A rare Tintin drawing by Herge is set to go under the hammer on January 14 and it is expected to break the record for the most expensive comic art in history. According to AP, the 1936 work in Chinese ink, gouache and watercolour was destined as a cover for ‘The Blue Lotus’, however, it never sat on any book store shelves as it was rejected for being too expensive to reproduce on a wide scale. Now, the painting is estimated to sell between two million euros ($3.2 million) and three million euros.
Comics expert Eric Leroy at Art Curial auction house by the Champs-Elysees avenue, said, “They had to do a four colour process printing, with an additional colour. (But the publisher) thought that the comic albums were already expensive. Reproducing this cover art would increase the production costs”.
As per the auction house Artcurial, the small painting measures 13 inches. It features Tintin and his dog Snowy emerging from a porcelain jar in front of a menacing depiction of a Chinese dragon. As the name ‘Blue Lotus’ suggests, the art work places Tintin in Asia.
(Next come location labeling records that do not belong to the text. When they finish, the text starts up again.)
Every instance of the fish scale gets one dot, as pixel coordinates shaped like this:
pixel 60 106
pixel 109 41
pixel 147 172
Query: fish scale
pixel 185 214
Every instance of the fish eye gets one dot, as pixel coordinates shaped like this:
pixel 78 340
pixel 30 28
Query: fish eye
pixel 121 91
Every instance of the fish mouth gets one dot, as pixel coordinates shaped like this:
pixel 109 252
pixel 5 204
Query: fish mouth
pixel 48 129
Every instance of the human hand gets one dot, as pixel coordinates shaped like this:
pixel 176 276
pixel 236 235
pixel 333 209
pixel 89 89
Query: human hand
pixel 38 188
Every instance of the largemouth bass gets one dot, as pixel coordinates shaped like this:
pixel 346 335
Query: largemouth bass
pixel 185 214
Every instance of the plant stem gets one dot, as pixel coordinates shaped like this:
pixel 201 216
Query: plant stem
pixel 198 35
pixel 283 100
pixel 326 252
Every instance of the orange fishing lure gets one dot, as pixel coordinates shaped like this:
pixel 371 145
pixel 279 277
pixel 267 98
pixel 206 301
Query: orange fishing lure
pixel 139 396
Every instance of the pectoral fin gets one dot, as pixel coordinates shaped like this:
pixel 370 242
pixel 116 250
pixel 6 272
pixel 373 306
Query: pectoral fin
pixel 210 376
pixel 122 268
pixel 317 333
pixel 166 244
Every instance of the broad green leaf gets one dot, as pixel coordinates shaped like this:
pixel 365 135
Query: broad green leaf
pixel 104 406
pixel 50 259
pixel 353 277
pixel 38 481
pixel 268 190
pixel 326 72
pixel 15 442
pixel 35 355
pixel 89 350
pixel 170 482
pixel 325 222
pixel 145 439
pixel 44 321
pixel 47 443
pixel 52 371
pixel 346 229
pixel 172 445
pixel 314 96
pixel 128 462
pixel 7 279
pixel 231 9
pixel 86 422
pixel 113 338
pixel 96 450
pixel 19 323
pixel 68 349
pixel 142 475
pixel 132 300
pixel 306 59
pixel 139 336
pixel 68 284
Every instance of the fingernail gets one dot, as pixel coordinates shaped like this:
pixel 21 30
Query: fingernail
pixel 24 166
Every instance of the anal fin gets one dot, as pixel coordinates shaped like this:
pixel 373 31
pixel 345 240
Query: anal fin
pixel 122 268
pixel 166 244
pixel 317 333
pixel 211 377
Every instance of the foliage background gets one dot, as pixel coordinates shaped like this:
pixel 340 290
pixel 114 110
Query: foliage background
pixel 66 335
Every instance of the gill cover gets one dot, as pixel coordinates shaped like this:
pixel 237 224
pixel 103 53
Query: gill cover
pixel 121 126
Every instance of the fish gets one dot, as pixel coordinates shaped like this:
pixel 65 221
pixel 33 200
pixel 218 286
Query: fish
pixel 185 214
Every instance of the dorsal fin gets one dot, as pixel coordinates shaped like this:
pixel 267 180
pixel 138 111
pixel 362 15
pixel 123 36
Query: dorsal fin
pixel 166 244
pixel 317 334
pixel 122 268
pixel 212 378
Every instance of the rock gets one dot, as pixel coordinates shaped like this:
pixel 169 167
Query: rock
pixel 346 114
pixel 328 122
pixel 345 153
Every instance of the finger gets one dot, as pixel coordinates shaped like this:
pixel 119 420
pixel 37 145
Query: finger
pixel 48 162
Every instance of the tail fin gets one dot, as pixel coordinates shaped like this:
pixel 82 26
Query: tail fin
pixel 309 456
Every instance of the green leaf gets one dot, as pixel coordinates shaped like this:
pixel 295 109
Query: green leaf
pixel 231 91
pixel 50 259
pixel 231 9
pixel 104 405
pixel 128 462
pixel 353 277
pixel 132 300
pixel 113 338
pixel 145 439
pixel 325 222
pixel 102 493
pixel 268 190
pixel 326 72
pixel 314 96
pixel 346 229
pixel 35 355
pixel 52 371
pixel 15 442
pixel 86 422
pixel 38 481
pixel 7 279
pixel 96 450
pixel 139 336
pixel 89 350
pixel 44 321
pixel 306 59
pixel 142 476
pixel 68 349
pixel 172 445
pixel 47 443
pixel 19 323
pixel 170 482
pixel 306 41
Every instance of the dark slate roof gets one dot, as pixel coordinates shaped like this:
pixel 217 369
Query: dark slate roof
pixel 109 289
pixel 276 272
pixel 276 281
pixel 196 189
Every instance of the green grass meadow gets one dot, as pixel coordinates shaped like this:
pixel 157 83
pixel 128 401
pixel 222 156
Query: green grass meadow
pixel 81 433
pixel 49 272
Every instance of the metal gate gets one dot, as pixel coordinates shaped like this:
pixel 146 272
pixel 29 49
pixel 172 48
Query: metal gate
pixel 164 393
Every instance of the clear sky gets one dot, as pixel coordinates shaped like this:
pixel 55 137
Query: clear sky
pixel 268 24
It is also a prized addition to the universe of Tintin, the subject of recent shows in London and Barcelona, a 2011 Hollywood adaption, a video game and an app.
On its website, Artcurial said, “On the occasion of its sale of Tintin's Creator Universe on January 14, Artcurial unveils an exceptional piece, unprecedented on the art market: the drawing made by Hergé (Georges Rémi dit) for the cover project of the album Le Lotus bleu from 1936. This cover of Tintin's fifth adventure, an album that has become legendary, is undoubtedly one of the most evocative and enigmatic covers of the adventures of the little reporter”.
In the Blue Lotus, the Belgian reporter, Tintin, travels to China during the 1931 Japanese invasion to investigate and expose Japanese spy networks, drug-smuggling and other crimes. The huge interest in this work has, however, raised a host of questions among French media regarding the work’s provenance - whether it was a gift to the son of Tintin’s printer or a drawing simply never returned to the artist. But there is no question of its authenticity.
“We set the previous record for the ‘Pages de Garde’ in 2014 ..it would be fair for this piece to break this record. Hergé had done only five comic covers using this technique of direct colour, so it’s very rare,” Leroy said.